Officials say GDP grew at its slowest place in a year in the third quarter, amid power cuts, property woes and COVID-19 concerns.
China’s economy grew at the slowest pace in a year in the three months that ended in September, buffeted by power shortages, supply bottlenecks and sporadic outbreaks of COVID-19, increasing pressure on policymakers amid rising concern about the health of the property sector.
Data released on Monday showed gross domestic product (GDP) grew 4.9 percent in the third quarter, compared with a year earlier, the slowest since the third quarter of 2020. The growth was also below economists’ expectations with a Reuters poll of analysts expecting GDP to rise 5.2 percent and a poll by the AFP news agency predicting growth at 5 percent.
“We must note that current international environment uncertainties are mounting and the domestic economic recovery is still unstable and uneven,” National Bureau of Statistics (NBS) spokesman Fu Linghui said on Monday.
China’s economy, the world’s second-largest, expanded 7.9 percent in the second quarter, and 18.3 percent in the first quarter, which benefitted from comparison with the COVID-19-induced slump of early 2020.
Meanwhile, industrial production growth slowed further to 3.1 percent on-year in September.
“Growth was dragged down by a slowdown in real estate, amplified recently by spillover from Evergrande’s travails,” Oxford Economics’ head of Asia economics Louis Kuijs told AFP.
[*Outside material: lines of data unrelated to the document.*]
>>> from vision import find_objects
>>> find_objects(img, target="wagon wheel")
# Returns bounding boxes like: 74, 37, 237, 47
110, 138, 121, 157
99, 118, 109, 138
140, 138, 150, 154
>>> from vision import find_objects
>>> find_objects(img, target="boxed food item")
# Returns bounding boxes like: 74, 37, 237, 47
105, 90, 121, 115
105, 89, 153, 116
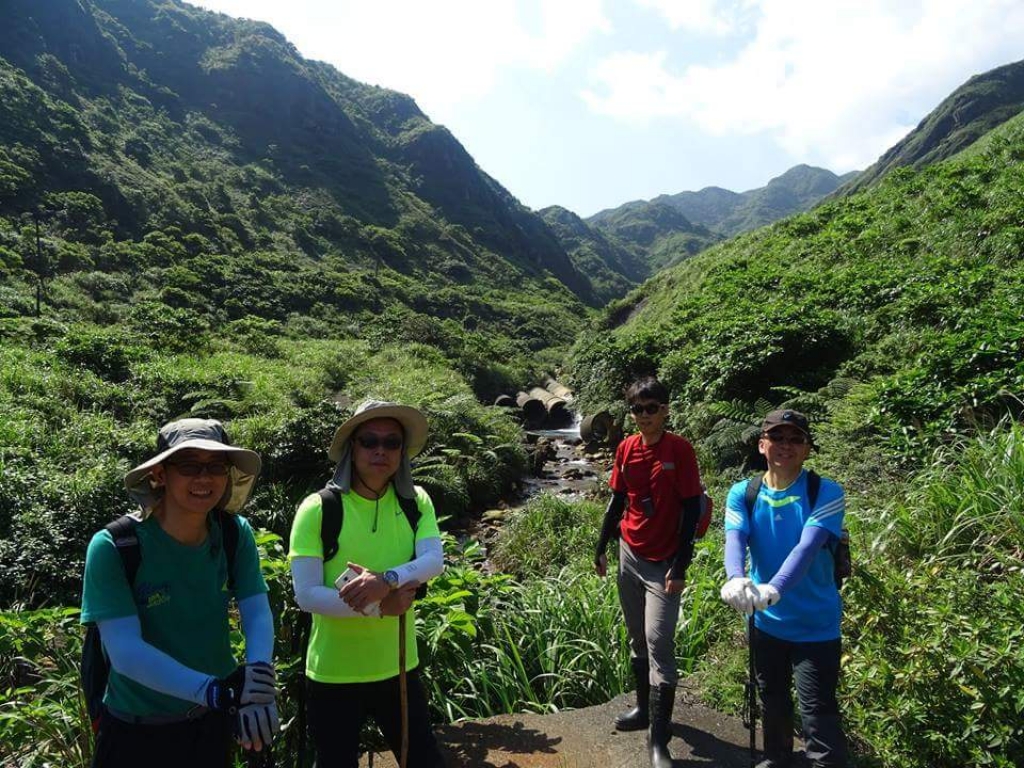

The struggles of property giant Evergrande – struggling with debts amounting to more than $300bn – have been weighing on sentiment among prospective buyers.
Kuijs noted there was an “additional hit in September” from electricity shortages and production cuts due to the strict implementation of climate and safety targets by local governments.
He added that the damage was visible in the slowdown of industrial output.
Power rationing in recent weeks, along with surging raw material costs and the government’s climate push, has led to reduced mining and manufacturing activity.
Chinese leaders, fearful that a persistent property bubble could undermine the country’s long-term ascent, are likely to maintain tough curbs on the sector even as the economy slows but could ease some measures if needed, policy sources and analysts said.
“In response to the ugly growth numbers we expect in coming months, we think policymakers will take more steps to shore up growth, including accelerating infrastructure development and relaxing some aspects of overall credit and real estate policies,” Kuijs told the Reuters news agency.
Premier Li Keqiang said on Thursday that China has ample tools to cope with economic challenges despite the slowing growth, and the government is confident of achieving full-year development goals.
Retail sales picked up to 4.4 percent – from 2.5 percent in August – with fewer virus containment measures in China, which has imposed swift local lockdowns over a handful of coronavirus cases.